I lugged the only print in the UK of THE KILLING FIELDS round all the Soho viewing theatres, and I'm still addicted to the smell of new 35mm celluloid. I gathered thousands of feet of short ends from all the Soho ad companies to make a short film. Short ends are the bits of film left over from each shot. We gathered them all up and made a film out of the bits no one else wanted. I hung out at the legendary Maison Bertaux café, pigging out on the best almond croissant in the world, that bit of Soho hasn't changed, and Bertaux's croissant are still as good.

It was accepted then that Soho was the centre of the film and television business. Many people will have fond memories of Stanleys' film supply shop window, with its clapperboards, gaffer tape, directors chairs and cans of film. What I didn't know then was that Soho had been the centre of the creative industries in London for nearly 400 years. Many of the Huguenots who got kicked out of France by the Catholics set up in the craft trades in Soho servicing the rich across the way in Mayfair.
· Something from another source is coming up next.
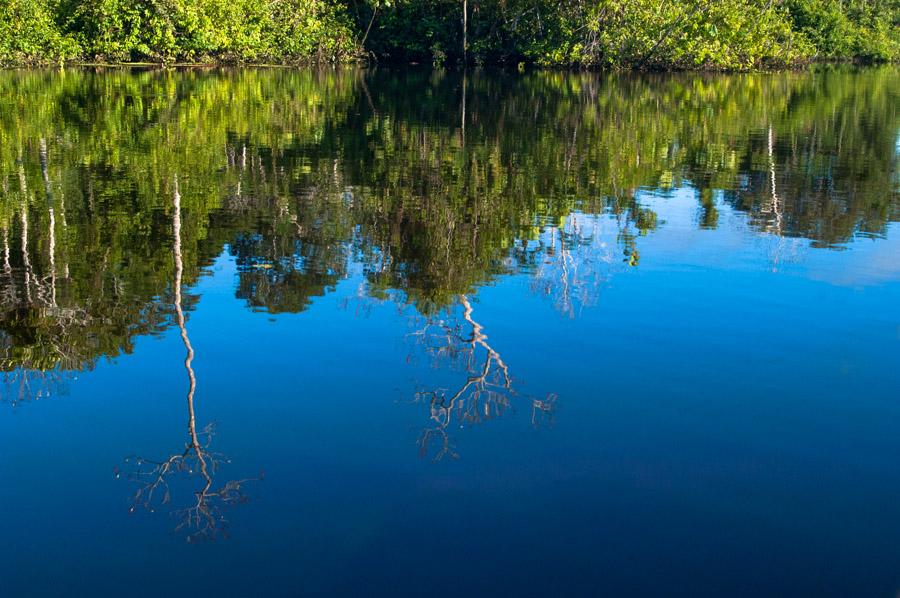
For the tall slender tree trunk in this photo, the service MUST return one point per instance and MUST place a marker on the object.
(465, 31)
Silver and goldsmiths, metalworkers, weavers, tailors and jewellers, all crammed into a few streets around Soho Square. They were Soho's first creative industries, and it goes to show how long it really takes to build specialist centres of activity.

With Westminster City Council and the UK Trade and Investment, we have just commissioned a piece of work examining Soho's current creative stock. There has been a lot of talk of the creative industries moving out of Soho, further East for cheaper rents or further North for more space, and so we were keen to know how much truth there was in the rumours. None, it turns out.

Now, nearly a quarter of Soho's entire workforce is in the creative industries, making it the most creative square mile in the world, and the epicentre of the countries creativity. 5% of the countries workforce is in the creative industries, 10% of London's, 15% of Westminster's and a staggering 23% of Soho's. And it's growing, adding 10,000 jobs in the last four years, a creative workforce growing faster than anywhere else in the country.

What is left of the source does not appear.